When my bill came I used the handle of my fork to scrape away at the gummy surface. I got three 7’s and my jackpot was 10 dollars. For a moment I felt the small freedom of breaking even and it reminded me of those midair regrets that hang around above cold swimming pools. I lay the ticket down with my check instead of cash and left in search of a less impeachable pastime.
To know a thing usually means to know its parts. A known thing must be divisible by other nameable things. However to be certain that the nameable parts of a thing are in fact the innate characteristics of that thing and not our own muddled impressions that thing must first be divided from us, which is to say, it must first be made into a thing. From this vantage knowledge begins to resemble a mechanism for distinguishing subjects from objects before it ever begins the business of ordering either category’s constituents.
So what can it mean when people say “I know such and such a city like the back of my hand?” Are New York, or Berlin, or less plausibly Poughkeepsie all just so much knuckle, freckle, and nibbled cuticle? Do they not add up to more than a sum of the parts: buildings, pipes, people, poodles?
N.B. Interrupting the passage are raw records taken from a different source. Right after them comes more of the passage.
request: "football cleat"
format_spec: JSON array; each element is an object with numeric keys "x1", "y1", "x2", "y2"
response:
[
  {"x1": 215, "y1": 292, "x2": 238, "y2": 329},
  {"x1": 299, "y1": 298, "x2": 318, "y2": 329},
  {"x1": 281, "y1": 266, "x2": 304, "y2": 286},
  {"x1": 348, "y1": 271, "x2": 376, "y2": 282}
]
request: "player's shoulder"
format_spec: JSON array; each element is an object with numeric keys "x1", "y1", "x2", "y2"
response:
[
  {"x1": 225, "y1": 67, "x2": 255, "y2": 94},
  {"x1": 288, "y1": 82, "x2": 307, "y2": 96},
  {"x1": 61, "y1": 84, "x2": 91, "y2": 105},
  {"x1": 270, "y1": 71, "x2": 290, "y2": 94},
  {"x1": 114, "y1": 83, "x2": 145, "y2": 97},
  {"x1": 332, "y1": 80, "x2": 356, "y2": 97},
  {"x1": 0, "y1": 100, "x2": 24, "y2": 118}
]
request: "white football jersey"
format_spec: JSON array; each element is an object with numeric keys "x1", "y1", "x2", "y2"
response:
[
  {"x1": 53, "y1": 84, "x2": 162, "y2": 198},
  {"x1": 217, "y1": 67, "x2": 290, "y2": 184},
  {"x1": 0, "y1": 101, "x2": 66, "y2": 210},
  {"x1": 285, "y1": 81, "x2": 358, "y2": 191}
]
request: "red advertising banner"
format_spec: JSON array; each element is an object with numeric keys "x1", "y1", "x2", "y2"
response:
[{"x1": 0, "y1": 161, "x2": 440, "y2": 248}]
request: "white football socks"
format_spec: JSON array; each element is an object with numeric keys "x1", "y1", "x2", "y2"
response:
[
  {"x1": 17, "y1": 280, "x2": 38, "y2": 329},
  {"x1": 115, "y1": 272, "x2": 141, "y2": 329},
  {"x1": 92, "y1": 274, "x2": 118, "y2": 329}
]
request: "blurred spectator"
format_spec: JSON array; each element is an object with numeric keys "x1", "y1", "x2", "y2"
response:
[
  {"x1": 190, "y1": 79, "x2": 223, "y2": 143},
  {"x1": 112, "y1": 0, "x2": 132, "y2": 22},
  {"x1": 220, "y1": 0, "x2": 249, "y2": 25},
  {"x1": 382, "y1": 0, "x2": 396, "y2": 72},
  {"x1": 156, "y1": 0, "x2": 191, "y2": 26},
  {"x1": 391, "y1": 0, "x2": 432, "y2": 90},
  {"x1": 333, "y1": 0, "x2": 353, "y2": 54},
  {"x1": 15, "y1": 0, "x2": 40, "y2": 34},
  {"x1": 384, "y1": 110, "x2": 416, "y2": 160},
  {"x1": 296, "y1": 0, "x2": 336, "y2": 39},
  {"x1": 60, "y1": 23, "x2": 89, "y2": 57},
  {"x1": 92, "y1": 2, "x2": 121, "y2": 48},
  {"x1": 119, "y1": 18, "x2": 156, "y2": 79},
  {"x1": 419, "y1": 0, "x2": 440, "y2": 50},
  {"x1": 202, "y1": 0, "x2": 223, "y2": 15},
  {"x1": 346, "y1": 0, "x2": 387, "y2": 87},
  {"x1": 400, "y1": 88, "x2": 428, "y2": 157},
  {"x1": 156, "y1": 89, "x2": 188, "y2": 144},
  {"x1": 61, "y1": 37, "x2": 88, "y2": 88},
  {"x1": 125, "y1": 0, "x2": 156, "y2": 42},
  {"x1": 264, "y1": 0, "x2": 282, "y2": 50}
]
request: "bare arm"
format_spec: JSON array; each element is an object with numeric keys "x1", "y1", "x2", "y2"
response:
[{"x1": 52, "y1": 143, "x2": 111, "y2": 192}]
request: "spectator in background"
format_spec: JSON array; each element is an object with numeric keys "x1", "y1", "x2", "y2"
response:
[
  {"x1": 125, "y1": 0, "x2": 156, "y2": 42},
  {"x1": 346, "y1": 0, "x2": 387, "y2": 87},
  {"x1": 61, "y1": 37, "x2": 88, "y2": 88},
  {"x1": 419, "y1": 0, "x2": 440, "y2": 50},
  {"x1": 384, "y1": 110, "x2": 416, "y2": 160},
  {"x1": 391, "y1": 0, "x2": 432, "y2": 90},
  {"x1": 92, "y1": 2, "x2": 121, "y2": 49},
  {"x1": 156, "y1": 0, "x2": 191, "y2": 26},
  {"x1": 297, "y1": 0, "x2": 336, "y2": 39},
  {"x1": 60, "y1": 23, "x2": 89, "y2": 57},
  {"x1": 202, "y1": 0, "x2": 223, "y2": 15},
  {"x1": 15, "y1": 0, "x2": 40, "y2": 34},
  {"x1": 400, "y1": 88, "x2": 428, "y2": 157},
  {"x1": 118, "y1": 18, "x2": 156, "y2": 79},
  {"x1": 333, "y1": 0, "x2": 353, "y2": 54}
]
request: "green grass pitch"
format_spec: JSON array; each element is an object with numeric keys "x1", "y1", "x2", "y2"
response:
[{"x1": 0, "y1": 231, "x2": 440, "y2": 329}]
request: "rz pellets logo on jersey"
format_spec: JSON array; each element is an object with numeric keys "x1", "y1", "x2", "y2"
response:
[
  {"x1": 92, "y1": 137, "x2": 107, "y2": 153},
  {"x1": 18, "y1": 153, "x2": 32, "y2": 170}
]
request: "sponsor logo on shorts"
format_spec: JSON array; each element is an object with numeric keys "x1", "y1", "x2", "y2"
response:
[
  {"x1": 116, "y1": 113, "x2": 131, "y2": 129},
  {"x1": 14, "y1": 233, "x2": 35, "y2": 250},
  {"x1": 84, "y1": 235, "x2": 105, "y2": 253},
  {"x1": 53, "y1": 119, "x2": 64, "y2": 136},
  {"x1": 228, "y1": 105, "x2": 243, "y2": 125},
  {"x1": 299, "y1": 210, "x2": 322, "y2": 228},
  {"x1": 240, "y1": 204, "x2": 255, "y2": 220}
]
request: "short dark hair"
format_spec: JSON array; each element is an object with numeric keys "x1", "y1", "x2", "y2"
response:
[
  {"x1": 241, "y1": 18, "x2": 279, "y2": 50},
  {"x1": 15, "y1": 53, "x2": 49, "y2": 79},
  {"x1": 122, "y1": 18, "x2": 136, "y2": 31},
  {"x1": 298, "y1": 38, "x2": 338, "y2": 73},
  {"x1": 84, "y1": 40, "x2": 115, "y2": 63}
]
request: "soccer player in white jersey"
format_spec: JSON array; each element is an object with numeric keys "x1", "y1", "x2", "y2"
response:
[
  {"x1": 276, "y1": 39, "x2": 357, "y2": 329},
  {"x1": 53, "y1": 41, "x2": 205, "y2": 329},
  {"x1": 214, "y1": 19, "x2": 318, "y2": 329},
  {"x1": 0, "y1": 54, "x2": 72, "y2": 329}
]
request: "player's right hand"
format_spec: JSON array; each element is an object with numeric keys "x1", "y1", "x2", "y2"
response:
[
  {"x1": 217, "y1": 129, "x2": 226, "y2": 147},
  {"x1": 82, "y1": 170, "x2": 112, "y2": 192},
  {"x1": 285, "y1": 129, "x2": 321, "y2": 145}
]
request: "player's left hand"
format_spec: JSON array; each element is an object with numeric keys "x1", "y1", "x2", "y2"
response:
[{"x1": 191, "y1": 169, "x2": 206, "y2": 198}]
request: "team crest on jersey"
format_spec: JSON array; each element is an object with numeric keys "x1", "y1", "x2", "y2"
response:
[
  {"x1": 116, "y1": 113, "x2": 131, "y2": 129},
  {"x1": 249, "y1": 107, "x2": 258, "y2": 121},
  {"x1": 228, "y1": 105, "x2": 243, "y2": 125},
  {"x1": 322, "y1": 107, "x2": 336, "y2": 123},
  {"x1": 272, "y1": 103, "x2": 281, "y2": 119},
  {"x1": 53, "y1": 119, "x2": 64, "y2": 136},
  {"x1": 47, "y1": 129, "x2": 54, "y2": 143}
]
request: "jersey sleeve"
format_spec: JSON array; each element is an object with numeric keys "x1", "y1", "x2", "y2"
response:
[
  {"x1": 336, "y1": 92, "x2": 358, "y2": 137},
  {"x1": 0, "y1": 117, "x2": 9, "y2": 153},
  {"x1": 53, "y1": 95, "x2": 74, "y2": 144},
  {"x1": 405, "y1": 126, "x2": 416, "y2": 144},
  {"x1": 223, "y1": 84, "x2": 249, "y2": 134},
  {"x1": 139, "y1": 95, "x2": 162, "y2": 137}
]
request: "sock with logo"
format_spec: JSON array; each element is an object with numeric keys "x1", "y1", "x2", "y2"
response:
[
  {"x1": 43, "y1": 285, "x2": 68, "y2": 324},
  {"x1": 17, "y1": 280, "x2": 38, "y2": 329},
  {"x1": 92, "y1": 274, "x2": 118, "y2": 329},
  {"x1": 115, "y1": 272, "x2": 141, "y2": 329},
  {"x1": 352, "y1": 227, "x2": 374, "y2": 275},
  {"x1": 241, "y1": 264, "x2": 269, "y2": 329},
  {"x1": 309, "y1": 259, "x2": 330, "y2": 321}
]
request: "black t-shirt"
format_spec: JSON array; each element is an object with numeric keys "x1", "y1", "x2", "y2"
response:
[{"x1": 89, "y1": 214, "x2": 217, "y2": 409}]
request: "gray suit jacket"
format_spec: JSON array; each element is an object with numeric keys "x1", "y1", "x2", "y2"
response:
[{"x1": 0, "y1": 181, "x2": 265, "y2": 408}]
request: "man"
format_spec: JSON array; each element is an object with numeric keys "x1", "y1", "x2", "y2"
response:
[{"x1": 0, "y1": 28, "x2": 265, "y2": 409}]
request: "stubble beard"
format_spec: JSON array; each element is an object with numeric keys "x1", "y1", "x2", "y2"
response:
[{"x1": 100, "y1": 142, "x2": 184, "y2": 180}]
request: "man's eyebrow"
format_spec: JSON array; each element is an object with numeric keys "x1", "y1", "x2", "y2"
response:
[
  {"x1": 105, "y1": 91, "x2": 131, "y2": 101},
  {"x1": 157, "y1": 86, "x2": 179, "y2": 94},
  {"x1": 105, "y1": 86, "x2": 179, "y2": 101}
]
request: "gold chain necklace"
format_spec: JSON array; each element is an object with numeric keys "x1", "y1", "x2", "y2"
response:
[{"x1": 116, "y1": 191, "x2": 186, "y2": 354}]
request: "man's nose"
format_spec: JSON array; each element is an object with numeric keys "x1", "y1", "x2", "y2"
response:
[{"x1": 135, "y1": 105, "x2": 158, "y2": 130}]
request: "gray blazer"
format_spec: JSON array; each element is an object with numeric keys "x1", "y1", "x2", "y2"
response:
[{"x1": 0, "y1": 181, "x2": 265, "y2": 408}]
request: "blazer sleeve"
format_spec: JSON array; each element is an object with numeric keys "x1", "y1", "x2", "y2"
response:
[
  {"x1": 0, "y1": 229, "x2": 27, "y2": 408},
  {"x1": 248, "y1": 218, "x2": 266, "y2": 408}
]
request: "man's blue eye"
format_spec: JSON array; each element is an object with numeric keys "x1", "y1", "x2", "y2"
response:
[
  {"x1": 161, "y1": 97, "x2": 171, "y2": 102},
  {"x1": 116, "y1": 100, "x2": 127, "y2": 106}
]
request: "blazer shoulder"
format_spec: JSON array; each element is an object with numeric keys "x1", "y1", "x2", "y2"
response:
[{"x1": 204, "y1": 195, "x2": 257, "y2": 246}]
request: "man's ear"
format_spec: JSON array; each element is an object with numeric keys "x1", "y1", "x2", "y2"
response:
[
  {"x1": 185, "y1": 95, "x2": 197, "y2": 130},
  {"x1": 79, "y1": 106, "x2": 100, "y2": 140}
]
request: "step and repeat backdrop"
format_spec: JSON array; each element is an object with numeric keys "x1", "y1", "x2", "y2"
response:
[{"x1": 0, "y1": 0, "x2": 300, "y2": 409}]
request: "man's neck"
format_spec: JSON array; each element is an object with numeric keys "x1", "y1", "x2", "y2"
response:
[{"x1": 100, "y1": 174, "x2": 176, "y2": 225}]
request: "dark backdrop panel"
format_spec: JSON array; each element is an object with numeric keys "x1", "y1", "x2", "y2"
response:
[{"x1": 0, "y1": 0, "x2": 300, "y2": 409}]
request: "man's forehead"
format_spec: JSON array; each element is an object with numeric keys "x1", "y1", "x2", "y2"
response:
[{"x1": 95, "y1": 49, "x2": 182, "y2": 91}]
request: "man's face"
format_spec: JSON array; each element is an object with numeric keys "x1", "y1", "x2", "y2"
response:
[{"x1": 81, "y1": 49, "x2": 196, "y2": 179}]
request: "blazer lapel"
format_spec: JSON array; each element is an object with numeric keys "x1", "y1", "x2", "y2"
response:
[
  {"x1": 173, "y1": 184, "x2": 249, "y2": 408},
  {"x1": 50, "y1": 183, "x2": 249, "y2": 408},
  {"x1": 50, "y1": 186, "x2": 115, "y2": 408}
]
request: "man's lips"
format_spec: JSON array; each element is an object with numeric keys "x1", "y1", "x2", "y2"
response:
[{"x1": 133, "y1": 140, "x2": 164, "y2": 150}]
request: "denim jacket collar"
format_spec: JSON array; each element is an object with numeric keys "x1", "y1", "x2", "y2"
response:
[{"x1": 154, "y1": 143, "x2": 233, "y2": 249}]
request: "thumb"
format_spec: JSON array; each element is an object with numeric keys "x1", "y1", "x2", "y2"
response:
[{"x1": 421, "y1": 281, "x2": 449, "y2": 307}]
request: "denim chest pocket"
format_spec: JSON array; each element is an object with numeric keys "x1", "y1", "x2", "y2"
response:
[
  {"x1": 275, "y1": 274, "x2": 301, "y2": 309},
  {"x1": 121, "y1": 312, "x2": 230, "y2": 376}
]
To know a city it ought to be absorbed not excised, personified not objectified. It has been said that knowledge of a city isn’t obtained so much as conjured. This is because like a city knowledge itself resembles a set of ever changing and changeable processes, a burbling co-production of the subjects and objects that populate a given space. Maybe when professing familiarity with a place from now on we ought to say “I know such and such city like the front of my hand.” Perhaps in so doing we make explicit what artists have known implicitly all along, that knowledge is situated within an interface, that it percolates and awaits the haptic aptitude of our fingertips, the slick prickling of our palms.